Sa seule blessure avait été une fracture de l’os temporal crânien. Il s’en sortait bien : la seule preuve de l’accident était une petite excroissance derrière l’oreille. Le médecin lui avait expliqué qu’il s’agissait d’un éperon osseux.

Le truc bizarre concernant cet accident, c’était que bien qu’il se souvienne de l’événement, il ne se rappelait aucunement la douleur ressentie, ni sur le moment, ni même après d’ailleurs.

Mais il la sentait bien à présent. Alors qu’il reprenait connaissance, le petit morceau d’os derrière son oreille lui faisait souffrir le martyre. La lampe d’examen brillait de nouveau dans ses yeux. Il les plissa, puis poussa un léger gémissement. Le moindre petit mouvement de tête provoquait une nouvelle piqûre dans son cou.

Soudain, son esprit fut saisi par une constatation. La lumière vive dans ses yeux n’était pas du tout celle de la lampe.

Le soleil de l’après-midi étincelle sous un ciel bleu sans nuages. Un A-10 Warthog survole la zone, virant à droite, puis plongeant en altitude sur les toits tristes et plats de Kandahar.

La vision n’était pas claire. Elle arrivait par flashs, comme plusieurs photos fixes dans une séquence, comme regarder quelqu’un qui danse sous un stroboscope.

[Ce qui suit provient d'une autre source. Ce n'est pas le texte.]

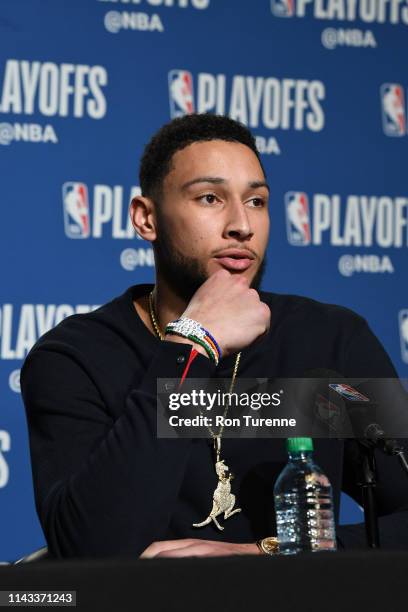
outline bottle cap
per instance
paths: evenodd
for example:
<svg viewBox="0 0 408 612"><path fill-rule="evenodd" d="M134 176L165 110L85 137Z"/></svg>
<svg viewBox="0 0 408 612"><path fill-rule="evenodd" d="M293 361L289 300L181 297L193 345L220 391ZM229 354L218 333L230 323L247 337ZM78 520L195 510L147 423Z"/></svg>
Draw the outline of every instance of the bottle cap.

Tu te trouves sur le toit beige d’un immeuble à moitié détruit, un tiers du bâtiment ayant explosé. Tu cales le manche contre ton épaule, regarde dans le viseur, puis aperçois un homme en-dessous…

Reid secoua la tête et gémit une nouvelle fois. Il était dans la salle bétonnée, sous l’œil inquisiteur de la lampe d’examen. Ses doigts tremblaient et ses membres étaient froids. De la sueur coulait sur son front. Il était probablement encore sous le choc. À sa gauche, il pouvait voir que sa chemise était trempée de sang au niveau de l’épaule.

“Éperon osseux,” prononça la voix placide de l’interrogateur. Puis, il partit d’un rire sardonique. Une main fine apparut dans le champ de vision de Reid, tenant la paire de pinces effilées. Calée entre ses lames, se trouvait quelque chose de minuscule et d’argenté, mais Reid ne distinguait pas ses contours. Sa vision était floue et la pièce lui semblait tournoyer légèrement. “Savez-vous ce que c’est ?”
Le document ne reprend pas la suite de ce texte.